When the final seconds tick off to the Super Bowl, and all that nonsense is finally over, the most glorious time of the year arrives.
Time for baseball.
Pitchers and catchers return this week. The World Baseball Classic returns in early March. The 2026 season arrives in late March, and for six months, there will be baseball. It all ends in early November when the last out of the World Series is recorded.
It will be the last baseball for quite some time. The collective bargaining agreement between the owners and players will expire. And this time, the owners are so angry with other owners, they are going to take it out on the players and, ultimately, the fans.
We don’t know which American League team will face the Dodgers in this year’s fall classic. Chances are, it won’t be the Rangers.
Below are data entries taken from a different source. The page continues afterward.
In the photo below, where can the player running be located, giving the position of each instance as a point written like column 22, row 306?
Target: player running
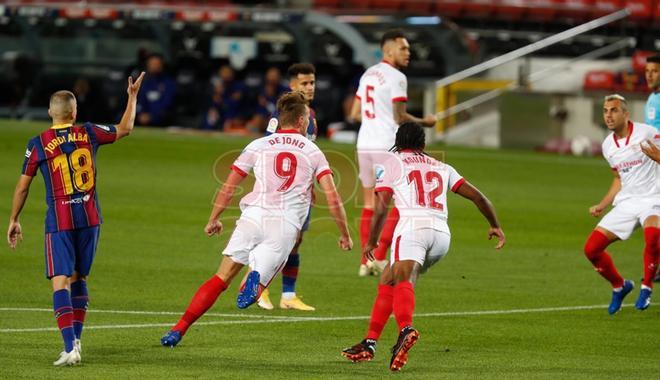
column 380, row 105
column 652, row 109
column 635, row 195
column 302, row 78
column 66, row 156
column 285, row 165
column 419, row 185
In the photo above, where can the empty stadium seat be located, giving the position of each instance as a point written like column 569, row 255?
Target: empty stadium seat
column 576, row 9
column 641, row 10
column 599, row 80
column 604, row 7
column 542, row 10
column 478, row 8
column 449, row 8
column 390, row 5
column 639, row 60
column 511, row 9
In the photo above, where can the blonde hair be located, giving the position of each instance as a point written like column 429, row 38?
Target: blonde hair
column 62, row 104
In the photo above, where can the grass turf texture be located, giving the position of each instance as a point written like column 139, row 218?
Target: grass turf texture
column 156, row 190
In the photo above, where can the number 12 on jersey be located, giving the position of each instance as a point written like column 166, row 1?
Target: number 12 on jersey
column 424, row 199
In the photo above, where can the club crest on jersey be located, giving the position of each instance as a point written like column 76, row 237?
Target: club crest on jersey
column 272, row 125
column 380, row 172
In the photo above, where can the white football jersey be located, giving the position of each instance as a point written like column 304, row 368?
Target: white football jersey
column 419, row 184
column 379, row 86
column 637, row 171
column 285, row 165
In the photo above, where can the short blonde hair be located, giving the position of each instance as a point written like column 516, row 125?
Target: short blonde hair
column 621, row 99
column 62, row 104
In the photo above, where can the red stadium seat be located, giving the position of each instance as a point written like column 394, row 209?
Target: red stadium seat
column 604, row 7
column 511, row 9
column 390, row 5
column 639, row 60
column 449, row 8
column 599, row 80
column 478, row 8
column 542, row 10
column 326, row 3
column 641, row 10
column 576, row 9
column 357, row 4
column 418, row 6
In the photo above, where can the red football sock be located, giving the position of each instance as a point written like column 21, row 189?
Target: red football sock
column 201, row 302
column 365, row 226
column 404, row 303
column 651, row 254
column 380, row 253
column 381, row 311
column 601, row 260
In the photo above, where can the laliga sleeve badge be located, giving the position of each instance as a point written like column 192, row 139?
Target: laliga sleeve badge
column 272, row 125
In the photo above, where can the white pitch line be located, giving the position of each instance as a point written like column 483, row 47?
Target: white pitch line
column 140, row 312
column 267, row 319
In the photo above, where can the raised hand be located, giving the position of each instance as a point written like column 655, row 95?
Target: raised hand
column 499, row 234
column 134, row 87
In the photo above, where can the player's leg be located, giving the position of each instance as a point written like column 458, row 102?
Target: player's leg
column 380, row 253
column 368, row 180
column 651, row 257
column 380, row 314
column 235, row 257
column 60, row 259
column 413, row 252
column 86, row 241
column 268, row 258
column 203, row 300
column 617, row 224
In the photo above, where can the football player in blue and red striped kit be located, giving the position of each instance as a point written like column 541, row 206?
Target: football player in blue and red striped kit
column 66, row 156
column 302, row 77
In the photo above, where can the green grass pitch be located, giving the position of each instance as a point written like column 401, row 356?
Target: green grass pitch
column 534, row 310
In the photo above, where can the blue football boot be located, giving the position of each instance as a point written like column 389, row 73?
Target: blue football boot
column 644, row 300
column 617, row 297
column 171, row 338
column 250, row 292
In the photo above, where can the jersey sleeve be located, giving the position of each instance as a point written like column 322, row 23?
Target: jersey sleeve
column 30, row 163
column 101, row 134
column 454, row 180
column 388, row 172
column 246, row 160
column 400, row 89
column 321, row 166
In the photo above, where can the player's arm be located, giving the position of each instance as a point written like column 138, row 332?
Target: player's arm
column 402, row 116
column 382, row 201
column 651, row 150
column 356, row 110
column 336, row 210
column 466, row 190
column 607, row 200
column 14, row 233
column 222, row 200
column 127, row 122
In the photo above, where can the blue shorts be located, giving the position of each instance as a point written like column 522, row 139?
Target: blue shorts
column 69, row 251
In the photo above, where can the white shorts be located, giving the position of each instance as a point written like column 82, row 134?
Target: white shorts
column 368, row 161
column 628, row 215
column 425, row 246
column 262, row 243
Texas comes into 2026 with a new manager and a new coaching staff. They approached the offseason as if dad lost his job and they had cut back. Instead of making sweeping changes to an offense that has been woeful the past two seasons, they made minor tweaks. Yes, outfielder Brandon Nimmo and catcher Danny Janson make them better. But small baby steps are not what was needed. The Rangers are hoping Jake Burger, Josh Jung, and Joc Pederson somehow figure it out, like they had hoped Adolis Garcia, Marcus Semien, and Jonah Heim would have done last year and didn’t.
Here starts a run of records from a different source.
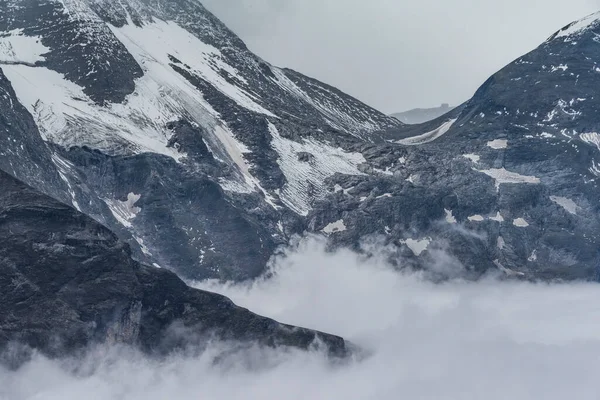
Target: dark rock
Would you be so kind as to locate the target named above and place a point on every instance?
(67, 282)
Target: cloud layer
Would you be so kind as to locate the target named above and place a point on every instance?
(487, 340)
(396, 55)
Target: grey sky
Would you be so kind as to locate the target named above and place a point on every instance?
(397, 54)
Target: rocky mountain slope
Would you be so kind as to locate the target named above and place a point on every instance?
(68, 282)
(154, 119)
(157, 121)
(422, 115)
(507, 182)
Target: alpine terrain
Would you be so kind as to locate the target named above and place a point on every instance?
(142, 136)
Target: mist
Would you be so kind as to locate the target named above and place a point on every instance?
(493, 339)
(402, 54)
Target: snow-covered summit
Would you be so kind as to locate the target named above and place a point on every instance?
(576, 28)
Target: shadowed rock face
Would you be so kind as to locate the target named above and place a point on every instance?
(68, 282)
(193, 143)
(205, 158)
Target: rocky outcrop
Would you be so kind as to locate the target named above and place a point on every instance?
(68, 282)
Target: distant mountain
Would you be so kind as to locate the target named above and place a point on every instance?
(154, 119)
(509, 181)
(421, 115)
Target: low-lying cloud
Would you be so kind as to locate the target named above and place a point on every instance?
(455, 340)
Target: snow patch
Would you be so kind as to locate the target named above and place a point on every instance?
(65, 168)
(449, 217)
(533, 256)
(497, 218)
(18, 48)
(337, 226)
(566, 203)
(124, 211)
(157, 40)
(501, 175)
(306, 181)
(577, 28)
(473, 157)
(521, 223)
(498, 144)
(429, 136)
(476, 218)
(500, 243)
(417, 246)
(591, 138)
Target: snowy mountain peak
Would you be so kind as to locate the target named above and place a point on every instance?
(576, 28)
(160, 99)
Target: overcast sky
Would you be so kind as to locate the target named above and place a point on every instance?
(398, 54)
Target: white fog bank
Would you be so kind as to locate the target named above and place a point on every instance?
(487, 340)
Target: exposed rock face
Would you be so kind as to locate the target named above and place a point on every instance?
(422, 115)
(68, 282)
(205, 158)
(159, 100)
(507, 181)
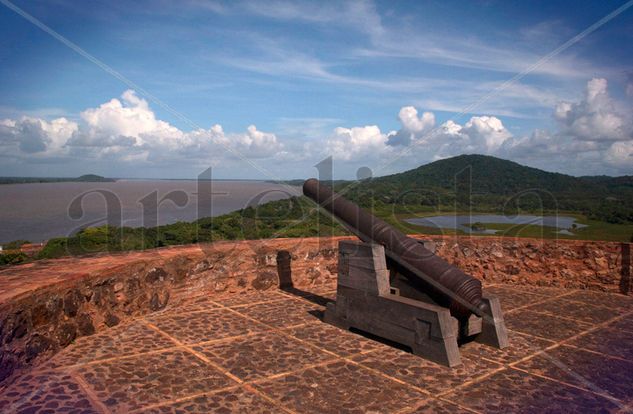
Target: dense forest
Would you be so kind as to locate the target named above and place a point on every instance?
(474, 183)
They added a pitcher whose career can only be described as a total disappointment, then in a head-scratching move, claimed they now had the best rotation in baseball. MacKenzie Gore comes to Texas with reputation for piling up strikeouts but with it a 4.19 career ERA and a propensity for walking opposing hitters. It will be interesting to see if the Rangers still possess that magic for turning around struggling starters now that legendary pitching guru Mike Maddux is gone.
Future Hall of Fame manager Bruce Bochy is gone, replaced by Skip Schumaker. The 45-year-old manager brings with him a stellar reputation, having won the N.L. Manager of the Year award in 2023 with the Miami Marlins.
Schumaker will have the unenviable task of guiding this team back to the playoffs, a position the Rangers have been in only once in the previous nine seasons.
Let there be baseball. Let there be hope.